In 1761, he was appointed King's Council for the Duchy of Lancaster. He was knighted in 1763 and appointed early the following year to the King's Bench, in the same year becoming the Chancellor of Durham. During his time on the King's Bench, he adjudicated at the famous trial of John Wilkes who was charged with sedition and obscenity, sentencing him to two years in jail. He later transferred, in 1770, from the King's Bench to the Court of Common Pleas, holding the latter appointment little more than a month before he died.

He was buried at Cheam, in Surrey, where there is a monument to his memory.

He had married Elizabeth Baldwyn, the daughter of Charles Baldwyn of Munslow, Shropshire. They had one son, Joseph, and a daughter, Charlotte Elizabeth (d.1845), who married Cholmeley Dering (1766-1836) in 1789. Descendants include Walter Baldwyn Yates C.B.E., Rt Hon Jeremy Hunt MP, Her Majesty's Principal Secretary of State for Foreign and Commonwealth Affairs and the novelist Edward Heneage Dering.

==Monument inscription==
"Sacred to the Memory

of the Honorable

Sir Joseph Yates, Knight,

of Peel Hall in Lancashire,

successively a Judge of the Courts

of King's Bench and Common Pleas;

whose merit advanced him to the

feat of Justice, which he filled with the most

distinguished abilities and invincible integrity.

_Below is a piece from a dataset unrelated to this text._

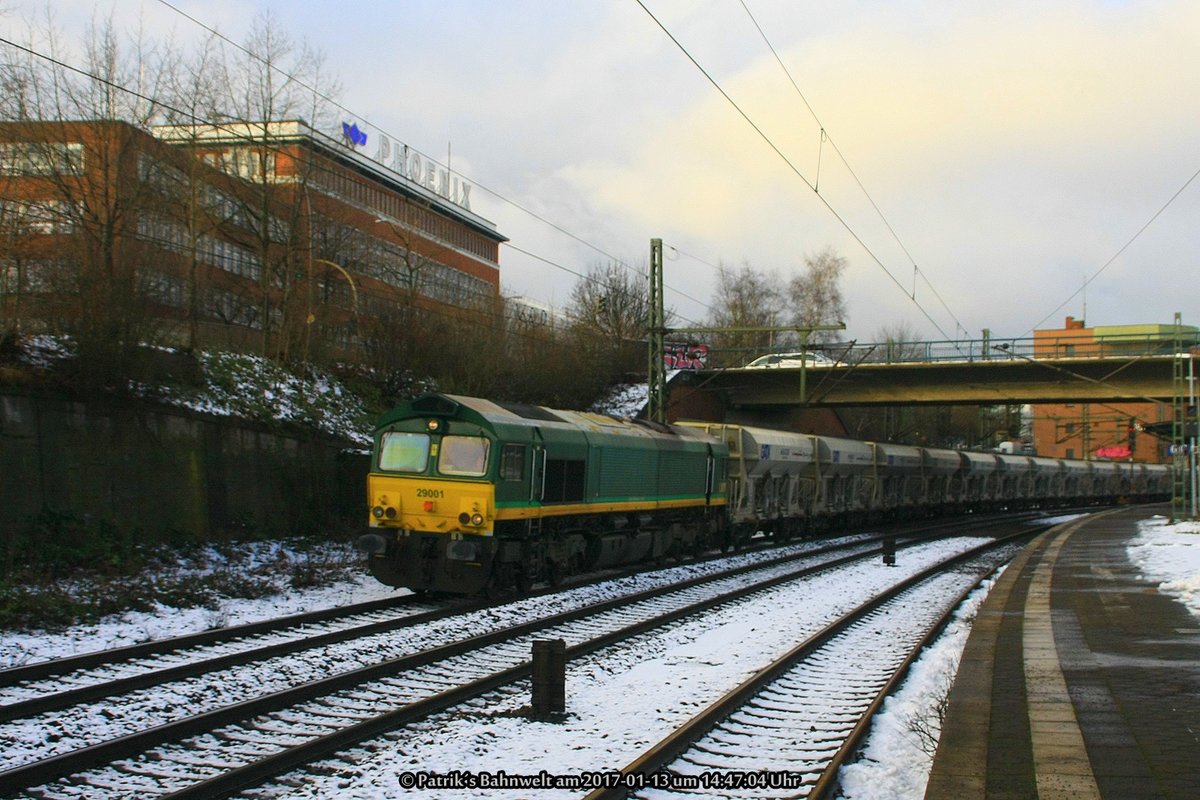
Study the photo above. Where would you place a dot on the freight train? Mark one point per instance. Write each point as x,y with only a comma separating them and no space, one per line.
471,495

He died the 7th day of June 1770,

in the 48th year of his age,

leaving the world to lament the loss

of an honest Man and able Judge,

firm to assert

and strenuous to support

the laws and constitution

of his Country."

==Famous cases==
- Millar v Taylor

==On privacy==
In one of his opinions, Justice Yates once wrote, "It is certain that every man has a right to keep his own sentiments, if he pleases; he has certainly a right to judge whether he will make them public or commit them only to the sight of his own friends. In that state the manuscript is, in every sense, his peculiar property, and no man can take it from him or make any use of it that he has not authorised without being guilty of a violation of his property."